National Statistician Claire Dennis Mapa said that the 0.2 percent contraction was the first decline since the minus 3 percent GDP recorded in the fourth quarter of 1998.

Acting Socioeconomic Planning Secretary Karl Kendrick Chua said that while the GDP outturn was unexpected, such pace remains modest compared to other countries.

“If I compare this to 2009 and 1998, the magnitude of the impact, suggests this small decline is actually respectable. Compared to other countries, we are in a better footing,” Chua said.

June recovery tipped

Presidential spokesman Harry Roque said the poor first quarter figure was regrettable “but we’re glad it’s a minimal contraction given that the enhanced community quarantine (ECQ) was imposed in the first week of March.”
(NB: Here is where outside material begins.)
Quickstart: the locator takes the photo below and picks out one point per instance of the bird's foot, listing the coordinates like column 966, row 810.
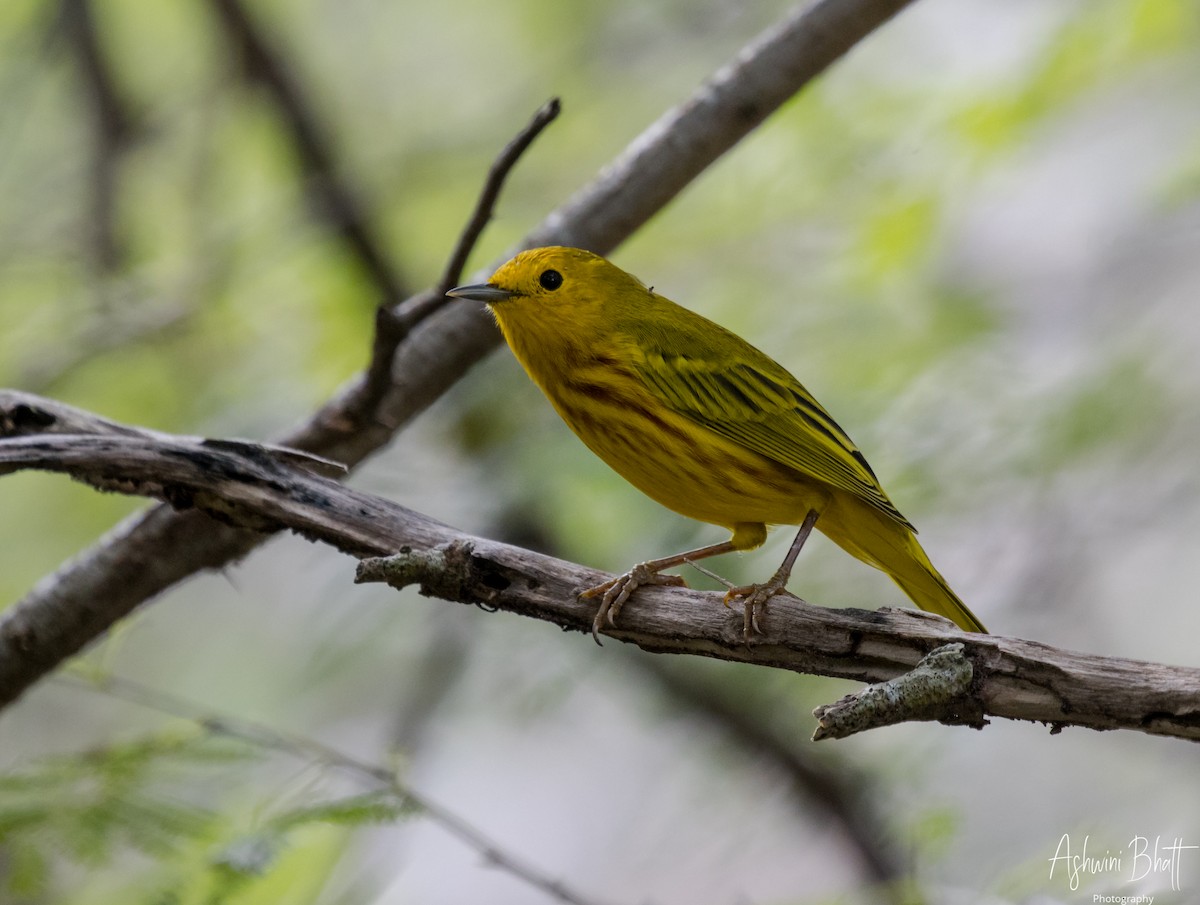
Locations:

“We have very sound economic fundamentals as evidenced by good credit rating and a strong peso despite the ECQ. We expect the economy to shrink even more during the month of April,” according to Roque.

Chua, hoiwever, expects a June turnaround for the economy and “by the end of the year, we will have a respectable performance.”

According to him, such decline in the first quarter period could be owed to “three shocks of increasing magnitude,” the eruption of Taal volcano, the coronavirus disease (COVID-19) pandemic and the sharp drop in trade and tourism for February and March.

For the full year 2020, the Cabinet official said that the government will stick with the Development Budget Coordination Committee’s latest preliminary projection of 0 to -0.8 percent growth and revision for such will come depending on future sets of data.